Doch wenn du diesen Gedanken weiter verfolgst und ihn glaubst, dann kommst du in eine Gedankenspirale, die sich in Selbstzweifel verliert und aus der du dann nur schwer wieder rauskommst. Und ganz schnell fokussierst du dich auf diesen Zweifel und lebst diesen Gedanken – und strahlst ihn auch aus.

Wir viel einfacher wäre es doch gewesen, diesen Gedanken keine Beachtung zu schenken und ihn einfach ziehen zu lassen!

Und wie schafft man das nun?

Wichtig ist, dass wir als erstes den Gedanken wahrnehmen und beobachten. Denn es bringt nichts ihn zu verdrängen. Er ist ja da und möchte uns etwas sagen. Deswegen, beobachte ihn. Und spüre, was er mit dir macht. Macht er dir Bauchschmerzen? Dann horche rein, wo vielleicht der Ursprung dieses Gedanken liegt.

Eine wunderbare Übung dafür ist es, sich mit seinem Herzen zu verbinden. Schließe dafür deine Augen und atme tief in den Herzraum ein und aus. Zur Unterstützung kannst du gerne deine Hand auf das Herz legen. Du wirst merken, dass du immer ruhiger wirst  und nun deinem Herzen Fragen stellen kannst: Was will dieser Gedanke mir sagen? Wo kommt er her? Es ist erstaunlich was das Herz einem für Antworten gibt, wenn du dich mit ihm verbindest. Ja/Nein Fragen wirken hier oft am besten.

Das ist eine Übung, die bei besonders hartnäckigen Gedanken helfen kann.

Oft schafft man diese Verbindung auch bei Meditationen herzustellen.

Bei weniger hartnäckigen Gedanken kann es schon helfen einfach “Stopp” zu sagen. Stopp, ich glaube diesen Gedanken nicht.

Stelle dir vor der Gedanke ist eine Wolke (manchmal sogar eine Regenwolke). Sie kommt, aber sie zieht weiter. Du bist nicht diese Wolke. Du bist beständig. Du bist der Grund des Ozeans und keine Wolke kann diesen Grund zerstören. DIe Wolken können sich in dir spiegeln.

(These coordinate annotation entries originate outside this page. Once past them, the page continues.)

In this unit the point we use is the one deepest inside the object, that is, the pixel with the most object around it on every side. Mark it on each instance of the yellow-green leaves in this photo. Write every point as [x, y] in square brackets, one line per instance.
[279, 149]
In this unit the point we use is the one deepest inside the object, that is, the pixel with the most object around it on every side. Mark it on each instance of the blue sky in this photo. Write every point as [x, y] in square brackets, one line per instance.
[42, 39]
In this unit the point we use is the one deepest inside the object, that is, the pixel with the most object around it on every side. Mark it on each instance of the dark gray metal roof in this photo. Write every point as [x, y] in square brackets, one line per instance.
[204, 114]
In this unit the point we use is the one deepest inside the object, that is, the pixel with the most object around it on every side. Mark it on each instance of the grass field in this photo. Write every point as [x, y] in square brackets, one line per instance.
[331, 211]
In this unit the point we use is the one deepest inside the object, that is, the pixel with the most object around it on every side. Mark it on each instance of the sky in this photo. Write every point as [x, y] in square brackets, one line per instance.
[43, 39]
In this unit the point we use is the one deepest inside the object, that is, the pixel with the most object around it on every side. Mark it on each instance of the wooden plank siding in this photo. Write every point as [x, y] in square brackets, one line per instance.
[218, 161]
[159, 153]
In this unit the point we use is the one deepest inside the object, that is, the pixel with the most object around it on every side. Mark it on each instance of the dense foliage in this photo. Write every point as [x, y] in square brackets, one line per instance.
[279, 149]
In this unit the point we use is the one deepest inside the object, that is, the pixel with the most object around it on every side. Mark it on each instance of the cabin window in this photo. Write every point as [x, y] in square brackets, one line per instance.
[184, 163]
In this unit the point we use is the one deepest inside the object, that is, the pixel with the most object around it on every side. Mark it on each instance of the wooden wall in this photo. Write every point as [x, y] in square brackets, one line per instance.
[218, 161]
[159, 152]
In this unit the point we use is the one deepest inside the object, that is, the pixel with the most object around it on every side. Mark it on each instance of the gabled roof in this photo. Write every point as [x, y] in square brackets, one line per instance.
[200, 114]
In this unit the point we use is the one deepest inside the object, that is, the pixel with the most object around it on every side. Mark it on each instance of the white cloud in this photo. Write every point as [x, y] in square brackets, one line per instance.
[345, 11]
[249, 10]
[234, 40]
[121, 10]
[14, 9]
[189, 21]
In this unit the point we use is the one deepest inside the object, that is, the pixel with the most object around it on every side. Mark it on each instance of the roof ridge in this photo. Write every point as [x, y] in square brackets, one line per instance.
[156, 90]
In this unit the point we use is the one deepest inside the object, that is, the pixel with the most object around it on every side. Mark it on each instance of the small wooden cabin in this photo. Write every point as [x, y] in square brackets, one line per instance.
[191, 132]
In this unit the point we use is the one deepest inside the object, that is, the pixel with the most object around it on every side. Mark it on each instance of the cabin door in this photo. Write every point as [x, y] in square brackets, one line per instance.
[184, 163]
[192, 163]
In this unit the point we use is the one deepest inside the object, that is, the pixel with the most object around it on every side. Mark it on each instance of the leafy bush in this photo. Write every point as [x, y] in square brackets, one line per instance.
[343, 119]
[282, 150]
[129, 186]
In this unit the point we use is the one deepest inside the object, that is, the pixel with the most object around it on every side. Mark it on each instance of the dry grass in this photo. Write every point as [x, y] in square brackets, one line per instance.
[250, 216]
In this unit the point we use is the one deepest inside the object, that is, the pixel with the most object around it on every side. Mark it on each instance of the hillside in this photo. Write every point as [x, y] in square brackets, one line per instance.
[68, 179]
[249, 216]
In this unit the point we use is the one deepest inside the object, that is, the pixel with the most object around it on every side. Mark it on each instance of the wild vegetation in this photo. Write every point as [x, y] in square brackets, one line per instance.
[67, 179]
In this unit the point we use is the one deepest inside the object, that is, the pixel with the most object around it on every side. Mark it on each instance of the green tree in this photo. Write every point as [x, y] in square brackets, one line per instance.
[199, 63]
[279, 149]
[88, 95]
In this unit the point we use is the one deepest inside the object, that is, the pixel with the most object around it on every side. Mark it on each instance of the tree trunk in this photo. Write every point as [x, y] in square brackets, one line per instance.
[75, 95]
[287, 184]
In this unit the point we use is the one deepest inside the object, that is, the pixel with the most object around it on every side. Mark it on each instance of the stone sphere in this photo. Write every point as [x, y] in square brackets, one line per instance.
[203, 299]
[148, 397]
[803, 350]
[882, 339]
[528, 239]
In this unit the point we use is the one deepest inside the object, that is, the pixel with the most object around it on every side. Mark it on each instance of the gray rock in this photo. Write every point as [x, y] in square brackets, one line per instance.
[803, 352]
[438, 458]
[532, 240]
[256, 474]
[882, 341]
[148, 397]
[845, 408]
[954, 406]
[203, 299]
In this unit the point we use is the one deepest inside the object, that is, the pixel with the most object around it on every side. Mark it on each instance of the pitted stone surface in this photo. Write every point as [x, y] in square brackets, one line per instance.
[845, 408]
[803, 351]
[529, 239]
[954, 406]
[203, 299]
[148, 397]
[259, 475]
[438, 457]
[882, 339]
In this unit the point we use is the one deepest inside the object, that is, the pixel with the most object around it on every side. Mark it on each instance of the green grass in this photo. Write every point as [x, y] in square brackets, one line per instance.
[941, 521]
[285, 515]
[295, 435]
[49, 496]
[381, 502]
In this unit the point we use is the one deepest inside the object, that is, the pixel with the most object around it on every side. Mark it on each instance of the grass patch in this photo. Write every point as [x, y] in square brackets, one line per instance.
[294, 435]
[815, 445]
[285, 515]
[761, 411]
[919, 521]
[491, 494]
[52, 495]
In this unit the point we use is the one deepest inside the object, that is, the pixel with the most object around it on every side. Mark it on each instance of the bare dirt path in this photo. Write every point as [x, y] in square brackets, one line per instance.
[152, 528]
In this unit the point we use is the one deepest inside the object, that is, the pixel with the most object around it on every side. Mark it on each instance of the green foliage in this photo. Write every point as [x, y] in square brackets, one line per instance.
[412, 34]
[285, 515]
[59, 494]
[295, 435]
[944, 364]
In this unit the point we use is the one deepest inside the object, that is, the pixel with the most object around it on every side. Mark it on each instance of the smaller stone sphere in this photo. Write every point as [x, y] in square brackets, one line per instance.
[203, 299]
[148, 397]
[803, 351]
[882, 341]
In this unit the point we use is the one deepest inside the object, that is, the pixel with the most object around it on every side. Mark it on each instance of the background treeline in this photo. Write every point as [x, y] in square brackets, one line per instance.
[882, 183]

Aber sie ziehen weiter. Also lass sie ziehen.

Was mir zusätzlich hilft: Bewegung. Am besten an der frischen Luft. Das kann ein Spaziergang sein, Schwimmen oder eine Yoga Einheit. Wenn du dich bewegst, bringst du all deine Zellen in Schwung. Du spürst deinen Körper und fühlst dich lebendig. Das hilft einfach ungemein seine Gedanken ziehen zu lassen und ganz bei sich zu sein.

Zusammengefasst meine 3 Hilfsmittel, um meine Gedanken keine Macht zu geben:

  1. Verbinde dich mit deinem Herzen
  2. Sage Stopp
  3. Bewege deinen Körper

Ich weiß aus eigener Erfahrung, dass es nicht immer einfach ist und es gibt Tage, da müssen alle 3 Methoden zur Rate gezogen werden. Aber es hilft. Und Übung macht ja bekanntlich den Meister.